Bachelor's degree in Accounting, Finance, Information Technology or other relevant field
Six or more years of audit, financial, insurance, banking, information technology or related business experience
Advanced knowledge of Audit theory, IIA Professional Standards, and demonstrated experience in audit execution
Advanced level business acumen in business operations, industry practices, and emerging trends
At least 8 years related work experience (IT, IT audit, banking, or public accounting experience in IT), including at least 5 years of internal or external audit supervisory/management experience with increasing levels of responsibility.
Hold a professional designation such as CIA, CISA, CISM or CISSP designation(s)
Advanced knowledge of IT application controls, ITGCs, Cyber Security, Mobile, Virtualization, WebSphere as well as IT infrastructure including databases, networks, operating systems
Experience leading end-to-end engagements as the Auditor-in-Charge (AIC) and/or leadership experience within the information technology or security fields. Comprehensive understanding of risk-based auditing and audit techniques and strong project management skills.
Demonstrated knowledge of internal controls, business and information technology risks and/or audit techniques in a large financial services organization
Skills/Ability: Outstanding oral and written communication skills, as well as strong interpersonal skills with a demonstrated ability to deal effectively with all levels of management and staff. Strong organizational and supervisory skills necessary to motivate, develop, train, and supervise audit staff.

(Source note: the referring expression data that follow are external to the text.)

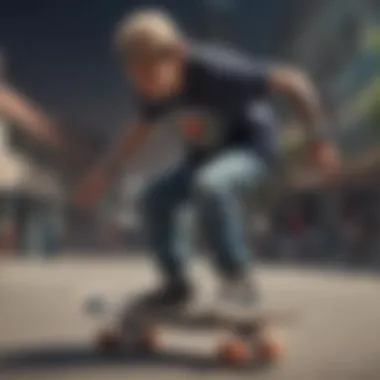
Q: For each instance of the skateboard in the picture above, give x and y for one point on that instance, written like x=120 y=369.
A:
x=247 y=337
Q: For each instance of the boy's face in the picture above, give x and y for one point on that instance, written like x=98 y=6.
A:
x=156 y=75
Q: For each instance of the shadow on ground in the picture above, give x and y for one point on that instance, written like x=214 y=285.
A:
x=48 y=358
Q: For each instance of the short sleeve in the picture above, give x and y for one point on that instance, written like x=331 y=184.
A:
x=240 y=74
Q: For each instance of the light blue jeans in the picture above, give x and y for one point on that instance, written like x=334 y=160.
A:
x=220 y=190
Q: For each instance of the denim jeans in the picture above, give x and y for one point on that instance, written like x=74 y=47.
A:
x=220 y=191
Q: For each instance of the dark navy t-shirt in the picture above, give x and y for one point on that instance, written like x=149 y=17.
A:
x=224 y=104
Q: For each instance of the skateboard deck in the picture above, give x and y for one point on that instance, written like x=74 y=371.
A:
x=246 y=332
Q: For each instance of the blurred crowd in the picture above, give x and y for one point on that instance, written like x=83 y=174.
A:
x=339 y=226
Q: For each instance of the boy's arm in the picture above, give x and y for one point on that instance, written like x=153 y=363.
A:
x=299 y=89
x=96 y=183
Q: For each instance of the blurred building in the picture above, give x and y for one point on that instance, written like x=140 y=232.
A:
x=30 y=190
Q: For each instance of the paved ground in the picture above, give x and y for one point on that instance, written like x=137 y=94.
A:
x=44 y=334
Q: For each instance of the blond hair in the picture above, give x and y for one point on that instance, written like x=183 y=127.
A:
x=147 y=29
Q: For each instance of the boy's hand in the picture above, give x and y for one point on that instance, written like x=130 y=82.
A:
x=325 y=158
x=91 y=190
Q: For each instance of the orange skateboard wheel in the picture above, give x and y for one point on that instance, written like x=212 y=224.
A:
x=234 y=352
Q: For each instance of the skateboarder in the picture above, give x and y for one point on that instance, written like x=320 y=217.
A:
x=217 y=98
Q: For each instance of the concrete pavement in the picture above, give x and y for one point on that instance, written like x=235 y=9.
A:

Excellent analytical, critical thinking and problem-solving skills. Must be a team player. Ability to perform assigned duties with minimum supervision. Ability to travel, including occasional overnight.
Oversees and delivers audits of business, Information Technology Risk and Information Security processes/practices, and major business/IT projects to ensure compliance with Bank Policy, use of compliant best practices, procedural efficiency and accuracy in accordance with the audit plan.
Responsible for the management of a portfolio of audit assignments to ensure that all business and technology risks are anticipated, identified, recognized, and appropriately managed in alignment with the departmental audit plan, stakeholder needs, and other bank initiatives.
Performs risk assessments and develops a quarterly audit plan.
Review or prepares reports of audit findings for business managers and proposes recommendations for changes as needed. Consult with clients in developing action plans to resolve control issues or risks and handles the resolution of high-risk issues with management.
Serve as subject matter expert with managerial responsibilities over aspects of large-scale, most complex, or high profile audits.
Lead multiple projects and communicate appropriately with identified stakeholders within Internal Audit and business management.
Track and follow up on open issues and key business initiatives.
Hire, retain, coach and develop audit staff.
Exercises discretion and good judgment in the performance of essential job functions.
Perform any other related duties as required or assigned.
Has primary responsibility for managing IT audits, provides day-to-day supervision and guidance to the IT staff, including co-sourced arrangements. Performs complex audits, as needed.
The Senior IT Audit Manager will also participate, evaluate, and provide guidance related to IT compliance with Sarbanes-Oxley requirements.